Давно известно, что даже встреча с взглядом человека на портрете активирует участки мозга, ответственные за социальное взаимодействие, заставляя вести мысленный диалог с тем, кого с нами нет.

Что ещё способен натворить визуальный контакт – науке неведомо.

Зато мне знакома беспредельная власть пытливого женского взгляда. Именно глазками околдовала меня Лиза, с которой и поныне связан священными узами законного брака, хотя само слово мне жутко не нравится: как можно дать настолько негативное определение, дающее отсылку к недоброкачественной продукции, отношениям, которые предполагается пронести через всю жизнь?

Гиппократ говорил, что брак – лихорадка наоборот: начинается жаром, а заканчивается холодом.

Если честно, Лидочка мне симпатична своей искренней непосредственностью. С такими женщинами легко общаться, но это не повод отвечать взаимностью на нескромные интимные атаки.

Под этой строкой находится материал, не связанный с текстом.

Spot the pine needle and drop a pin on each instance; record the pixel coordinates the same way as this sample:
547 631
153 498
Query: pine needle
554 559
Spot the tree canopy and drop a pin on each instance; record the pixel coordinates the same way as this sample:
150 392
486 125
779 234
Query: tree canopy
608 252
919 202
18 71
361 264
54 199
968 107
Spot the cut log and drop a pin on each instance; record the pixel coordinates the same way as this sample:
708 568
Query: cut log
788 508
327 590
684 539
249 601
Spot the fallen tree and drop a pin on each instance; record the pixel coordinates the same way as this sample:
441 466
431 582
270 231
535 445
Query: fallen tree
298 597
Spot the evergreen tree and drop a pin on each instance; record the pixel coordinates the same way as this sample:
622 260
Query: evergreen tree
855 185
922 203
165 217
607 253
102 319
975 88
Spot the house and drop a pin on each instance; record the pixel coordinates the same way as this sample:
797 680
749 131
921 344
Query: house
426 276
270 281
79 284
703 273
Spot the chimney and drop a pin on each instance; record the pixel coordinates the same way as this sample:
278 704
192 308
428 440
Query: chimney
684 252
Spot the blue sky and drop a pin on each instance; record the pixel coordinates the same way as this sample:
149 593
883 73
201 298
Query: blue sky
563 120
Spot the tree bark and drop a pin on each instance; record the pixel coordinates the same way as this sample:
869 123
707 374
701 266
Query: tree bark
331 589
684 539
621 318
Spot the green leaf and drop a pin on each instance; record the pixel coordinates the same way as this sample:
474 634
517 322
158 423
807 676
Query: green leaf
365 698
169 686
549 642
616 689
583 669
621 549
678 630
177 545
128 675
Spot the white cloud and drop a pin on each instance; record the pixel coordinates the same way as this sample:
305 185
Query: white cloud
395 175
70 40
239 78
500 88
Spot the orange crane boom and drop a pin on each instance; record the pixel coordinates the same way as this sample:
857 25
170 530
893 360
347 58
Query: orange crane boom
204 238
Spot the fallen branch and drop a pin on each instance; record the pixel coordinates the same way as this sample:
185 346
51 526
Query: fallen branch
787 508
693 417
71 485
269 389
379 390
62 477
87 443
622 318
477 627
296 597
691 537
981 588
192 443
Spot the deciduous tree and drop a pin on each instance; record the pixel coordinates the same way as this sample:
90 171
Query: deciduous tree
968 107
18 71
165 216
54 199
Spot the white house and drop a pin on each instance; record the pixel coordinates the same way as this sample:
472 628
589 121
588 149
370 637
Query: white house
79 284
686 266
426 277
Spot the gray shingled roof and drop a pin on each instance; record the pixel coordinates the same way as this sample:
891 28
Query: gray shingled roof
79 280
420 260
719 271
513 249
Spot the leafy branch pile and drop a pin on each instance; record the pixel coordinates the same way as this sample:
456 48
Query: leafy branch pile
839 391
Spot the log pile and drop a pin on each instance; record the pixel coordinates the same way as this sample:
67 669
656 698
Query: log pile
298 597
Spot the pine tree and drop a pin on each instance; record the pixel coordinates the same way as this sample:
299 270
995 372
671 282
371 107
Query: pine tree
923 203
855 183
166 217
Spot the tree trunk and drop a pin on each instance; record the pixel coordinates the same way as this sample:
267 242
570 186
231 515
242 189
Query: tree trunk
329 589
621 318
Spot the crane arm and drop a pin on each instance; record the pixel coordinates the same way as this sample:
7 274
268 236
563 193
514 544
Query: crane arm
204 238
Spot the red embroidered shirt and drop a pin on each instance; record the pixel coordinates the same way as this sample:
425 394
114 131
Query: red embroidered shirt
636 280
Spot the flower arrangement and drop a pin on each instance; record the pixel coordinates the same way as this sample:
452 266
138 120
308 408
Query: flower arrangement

– Отчего вы такой пугливый, коллега, неужели я выгляжу коварной искусительницей? Не хотите откровенничать – не надо. Давайте поиграем во что-нибудь. Например, в барышню. Это такой весёлый детский диалог, – вам барышня прислала кусочек одеяла, велела не смеяться, губки бантиком не делать, да и нет, не говорить, чёрный с белым не носить. Вы поедете на бал? С вас любой ответ, в котором отсутствуют названные слова и действия. Поспешаете не торопясь, только и всего. Упражнение на внимание и скорость реакции. А чего – весело.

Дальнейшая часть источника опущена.